Wednesday, 16 December 2015
Poster Hall (Moscone South)
Richard A Leske1, Alan C Cummings1, Christina MS Cohen1, Richard A Mewaldt1, Allan Wayne Labrador2, Edward C Stone1, Mark E Wiedenbeck1,3, Eric R Christian4 and Tycho T von Rosenvinge4, (1)California Institute of Technology, Pasadena, CA, United States, (2)Mail Code 290-17, Pasadena, CA, United States, (3)Jet Propulsion Laboratory, Pasadena, CA, United States, (4)NASA Goddard Space Flight Center, Greenbelt, MD, United States
Abstract:
Solar energetic particle (SEP) pitch angle distributions arise from the competing effects of magnetic focusing and scattering as the particles travel through the interplanetary medium, and can therefore indicate interplanetary conditions far from the observer.
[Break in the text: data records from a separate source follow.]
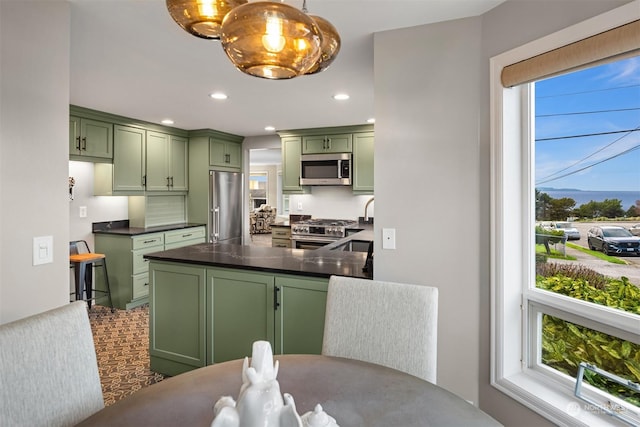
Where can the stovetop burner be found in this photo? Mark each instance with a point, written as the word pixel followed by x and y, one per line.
pixel 334 228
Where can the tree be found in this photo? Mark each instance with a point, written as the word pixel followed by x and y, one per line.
pixel 560 209
pixel 543 204
pixel 611 208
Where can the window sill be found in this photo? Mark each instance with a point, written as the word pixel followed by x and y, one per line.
pixel 553 400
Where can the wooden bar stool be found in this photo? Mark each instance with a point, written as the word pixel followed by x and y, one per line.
pixel 80 256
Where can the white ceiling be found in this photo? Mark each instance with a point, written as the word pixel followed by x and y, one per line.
pixel 129 57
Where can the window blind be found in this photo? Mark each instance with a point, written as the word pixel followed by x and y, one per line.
pixel 615 44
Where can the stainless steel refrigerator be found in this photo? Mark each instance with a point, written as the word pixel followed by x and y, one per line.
pixel 225 211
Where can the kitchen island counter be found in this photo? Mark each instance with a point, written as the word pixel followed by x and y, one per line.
pixel 312 263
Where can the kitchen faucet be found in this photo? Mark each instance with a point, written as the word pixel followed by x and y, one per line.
pixel 366 207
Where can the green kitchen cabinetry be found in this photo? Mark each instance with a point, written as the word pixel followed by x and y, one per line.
pixel 167 160
pixel 291 152
pixel 241 307
pixel 318 144
pixel 299 316
pixel 240 312
pixel 129 270
pixel 362 175
pixel 177 328
pixel 90 139
pixel 129 144
pixel 224 153
pixel 205 145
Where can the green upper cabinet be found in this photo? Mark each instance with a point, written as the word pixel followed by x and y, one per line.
pixel 362 178
pixel 225 154
pixel 90 139
pixel 129 159
pixel 291 152
pixel 166 162
pixel 318 144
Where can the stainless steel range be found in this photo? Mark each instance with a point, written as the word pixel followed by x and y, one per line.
pixel 316 232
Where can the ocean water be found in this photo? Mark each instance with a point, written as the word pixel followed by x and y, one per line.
pixel 628 198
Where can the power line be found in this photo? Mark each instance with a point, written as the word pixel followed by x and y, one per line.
pixel 587 91
pixel 589 156
pixel 635 147
pixel 589 112
pixel 586 135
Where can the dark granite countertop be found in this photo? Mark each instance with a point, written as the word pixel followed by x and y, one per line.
pixel 317 263
pixel 122 228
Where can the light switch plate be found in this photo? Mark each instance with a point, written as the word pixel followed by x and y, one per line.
pixel 42 250
pixel 388 238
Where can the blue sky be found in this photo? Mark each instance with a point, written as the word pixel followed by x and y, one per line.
pixel 608 100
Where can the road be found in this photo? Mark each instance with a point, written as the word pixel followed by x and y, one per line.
pixel 631 270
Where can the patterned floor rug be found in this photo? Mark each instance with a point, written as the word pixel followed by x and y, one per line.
pixel 122 347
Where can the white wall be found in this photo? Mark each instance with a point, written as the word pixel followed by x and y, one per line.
pixel 99 208
pixel 426 178
pixel 432 132
pixel 34 116
pixel 322 202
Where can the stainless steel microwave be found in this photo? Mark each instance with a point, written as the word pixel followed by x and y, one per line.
pixel 325 169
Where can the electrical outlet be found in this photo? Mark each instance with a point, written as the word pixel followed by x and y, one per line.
pixel 388 238
pixel 42 250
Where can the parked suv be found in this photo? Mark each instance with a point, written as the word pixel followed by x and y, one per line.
pixel 567 228
pixel 613 239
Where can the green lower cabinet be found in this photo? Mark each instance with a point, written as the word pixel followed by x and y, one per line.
pixel 241 312
pixel 300 315
pixel 177 315
pixel 200 316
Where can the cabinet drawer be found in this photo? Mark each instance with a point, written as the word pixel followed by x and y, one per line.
pixel 280 243
pixel 183 235
pixel 148 240
pixel 280 232
pixel 141 265
pixel 140 285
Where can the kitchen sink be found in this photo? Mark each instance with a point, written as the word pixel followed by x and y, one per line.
pixel 353 246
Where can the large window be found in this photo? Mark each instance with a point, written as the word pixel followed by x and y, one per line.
pixel 550 316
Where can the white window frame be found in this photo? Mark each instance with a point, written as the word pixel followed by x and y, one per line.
pixel 516 304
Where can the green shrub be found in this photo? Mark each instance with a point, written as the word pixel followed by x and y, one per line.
pixel 565 345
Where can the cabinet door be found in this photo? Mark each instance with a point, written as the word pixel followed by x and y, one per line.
pixel 291 151
pixel 234 152
pixel 340 143
pixel 241 312
pixel 128 158
pixel 177 317
pixel 157 162
pixel 179 163
pixel 363 162
pixel 300 314
pixel 97 138
pixel 91 138
pixel 74 136
pixel 225 153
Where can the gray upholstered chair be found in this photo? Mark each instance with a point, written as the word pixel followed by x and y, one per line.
pixel 48 369
pixel 386 323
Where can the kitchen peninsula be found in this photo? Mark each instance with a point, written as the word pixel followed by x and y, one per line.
pixel 209 302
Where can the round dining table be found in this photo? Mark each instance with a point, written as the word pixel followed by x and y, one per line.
pixel 356 394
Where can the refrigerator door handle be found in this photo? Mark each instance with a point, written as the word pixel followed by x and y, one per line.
pixel 216 223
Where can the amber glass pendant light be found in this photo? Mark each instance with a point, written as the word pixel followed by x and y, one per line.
pixel 201 18
pixel 271 40
pixel 330 45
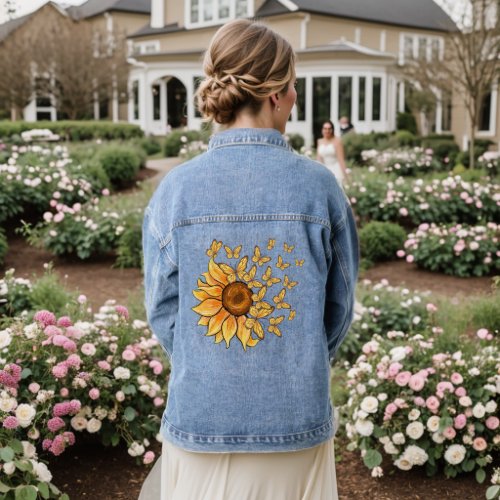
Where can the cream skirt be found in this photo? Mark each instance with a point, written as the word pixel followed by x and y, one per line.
pixel 300 475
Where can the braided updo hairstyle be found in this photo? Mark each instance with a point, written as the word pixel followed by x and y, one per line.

The STEREO Low Energy Telescopes measure SEP pitch angle distributions for protons, helium, and heavier ions with energies of about 2-12 MeV/nucleon. A wide variety of particle anisotropies was observed in the extreme SEP event of 23 July 2012. At the STEREO-Ahead spacecraft, the solar source of the activity was near central meridian and the pitch angle distribution was initially an outward-flowing beam. High time resolution (1-minute) observations revealed peculiar oscillations in beam width on a timescale of several minutes; such behavior does not seem to have been previously reported in other events. Particle flow became bidirectional while inside a magnetic cloud following a tremendous shock. Particle intensities at the Behind spacecraft, from which the event occurred over the east limb of the Sun, were about 1000 times lower than at Ahead. Pitch angle distributions during the peak of the event show inward-flowing particles that underwent partial mirroring closer to the Sun and formed a distinctive loss-cone distribution (indicating that the magnetic field strength at the mirror point was too small to turn around particles with the smallest pitch angles). We present the observations of this rich variety of anisotropies within a single event, compare with observations in other events, and discuss the implications for SEP transport in the inner heliosphere.